Tiber Stephenson, if he was still aboard the crawler, of course couldn’t hear her cry. Whoever commanded the steam-powered vehicle seemed of no mind to heed any such advice and continued on, dealing death and sometimes literally grinding his enemy into the ground.
Suddenly a shadow passed over the two observers in the tree. Looking up, they saw the great form of the steel dragon, swooping down and circling the battlefield. Sweeping across the middle of the plane, he swooped around in a half circle above the lizzies. Then he passed above the human lines. No one fired a weapon at him. The lizzies of course, worshipped him as a god. No doubt half of the humans rightly assumed that bullets would not injure him, while the other half assumed that he was on their side. Had he not grown up in Port Dechantagne, after all? Had he not been raised in a human household?
Finishing his circle, the dragon shot up high into the sky, his shiny scales looking even more metallic in the light of the setting sun than the steel skin of the war machine. At a height of several thousand feet, he came to a stop, and performed a back flip that put one in mind of a ribbon tossed into the air. Then he shot down toward the ground with increasing speed. Stretching out his wings to their full width, he hit the crawler like a falcon hitting a hare. Though twice as large as the dragon, the machine went flying across the field, rolling over and over, pieces flying in every direction, to finally come to a stop as a pile of broken metal.

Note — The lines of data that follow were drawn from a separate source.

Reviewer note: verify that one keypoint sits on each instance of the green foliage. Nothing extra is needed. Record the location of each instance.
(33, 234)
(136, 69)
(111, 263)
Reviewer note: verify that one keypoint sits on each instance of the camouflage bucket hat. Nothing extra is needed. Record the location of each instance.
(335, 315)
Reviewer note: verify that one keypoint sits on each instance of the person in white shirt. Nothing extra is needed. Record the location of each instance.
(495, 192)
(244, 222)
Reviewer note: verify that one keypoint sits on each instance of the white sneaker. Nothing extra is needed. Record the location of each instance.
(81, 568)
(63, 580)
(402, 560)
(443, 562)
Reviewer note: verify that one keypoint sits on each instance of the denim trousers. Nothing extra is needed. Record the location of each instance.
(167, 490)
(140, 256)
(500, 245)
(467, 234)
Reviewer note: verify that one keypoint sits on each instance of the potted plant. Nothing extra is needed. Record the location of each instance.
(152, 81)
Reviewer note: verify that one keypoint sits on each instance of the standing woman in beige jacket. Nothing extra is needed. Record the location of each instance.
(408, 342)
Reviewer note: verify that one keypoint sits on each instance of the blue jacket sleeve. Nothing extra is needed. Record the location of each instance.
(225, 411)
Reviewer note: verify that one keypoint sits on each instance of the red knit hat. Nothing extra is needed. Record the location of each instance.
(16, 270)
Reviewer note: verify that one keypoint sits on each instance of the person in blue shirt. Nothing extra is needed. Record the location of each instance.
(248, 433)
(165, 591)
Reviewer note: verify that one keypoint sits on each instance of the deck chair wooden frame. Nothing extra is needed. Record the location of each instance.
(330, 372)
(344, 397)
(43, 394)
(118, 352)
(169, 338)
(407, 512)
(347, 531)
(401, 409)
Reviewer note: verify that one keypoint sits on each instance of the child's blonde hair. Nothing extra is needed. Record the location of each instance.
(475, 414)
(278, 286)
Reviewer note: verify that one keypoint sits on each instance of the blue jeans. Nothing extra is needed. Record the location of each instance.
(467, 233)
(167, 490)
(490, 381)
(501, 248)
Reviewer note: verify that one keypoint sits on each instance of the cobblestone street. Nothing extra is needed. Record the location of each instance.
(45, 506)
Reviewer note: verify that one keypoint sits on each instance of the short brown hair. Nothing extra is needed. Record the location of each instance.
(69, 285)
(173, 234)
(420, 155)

“Ascan!” gasped Iolana. “Tiber!”
Gunfire erupted now from among the human soldiers, the bullets making a “tink” sound when they ricocheted off the dragon’s shiny scales. Rearing up on his hind legs again, the be
ast opened his mouth and sent a great stream of fire toward the colonial lines. It ignited the grass and it ignited the trees, though neither Iolana nor Tokkenoht could tell if it, in fact, engulfed any of the men.
The steel dragon leapt hundreds of feet up into the air, then spread his mighty wings again and once more circled the battlefield. This time as he passed over the lizzies, he opened his mouth and aimed it at them, but no flame erupted. Instead, a rain of tiny little sparkles, like stardust in the sun’s dying light, rained lightly down upon the lizardmen. Circling to the other side of the battlefield, he rained another spray of the little sparkling bits onto the humans, drifting down onto them as light as snow.
“What in Kafira’s name is that?” wondered Iolana.
“I have no idea,” replied the lizzie priestess. “I’ve never seen anything like it before.”
“What now?” asked the girl.
“Now, we must speak to Yessonar.”
Tokkenoht stood up on the branch, holding onto the tree trunk with one hand. With the other, she drew a magical shape in the air.
“Uutanuhn, uutanuhn, uutanhn,” she recited.
The dragon made a flying turn so sharp that it seemed impossible for such a huge body. Then he flew directly to where the two watched from the tree, landing at the giant pine’s base. Stretching up on his hind legs brought him only halfway to their height, so he began carefully climbing.
“Do not fear,” said Tokkenoht at Iolana’s elbow. “He will not harm you.”
“Imagine my surprise,” said the deep, rumbling voice of the steel dragon, his head, as large as both the girl and the female lizzie, suddenly looking them in the eye. “One of my favorite humans and one of my favorite lizzies together.”
Tokkenoht gave the girl a steely glance.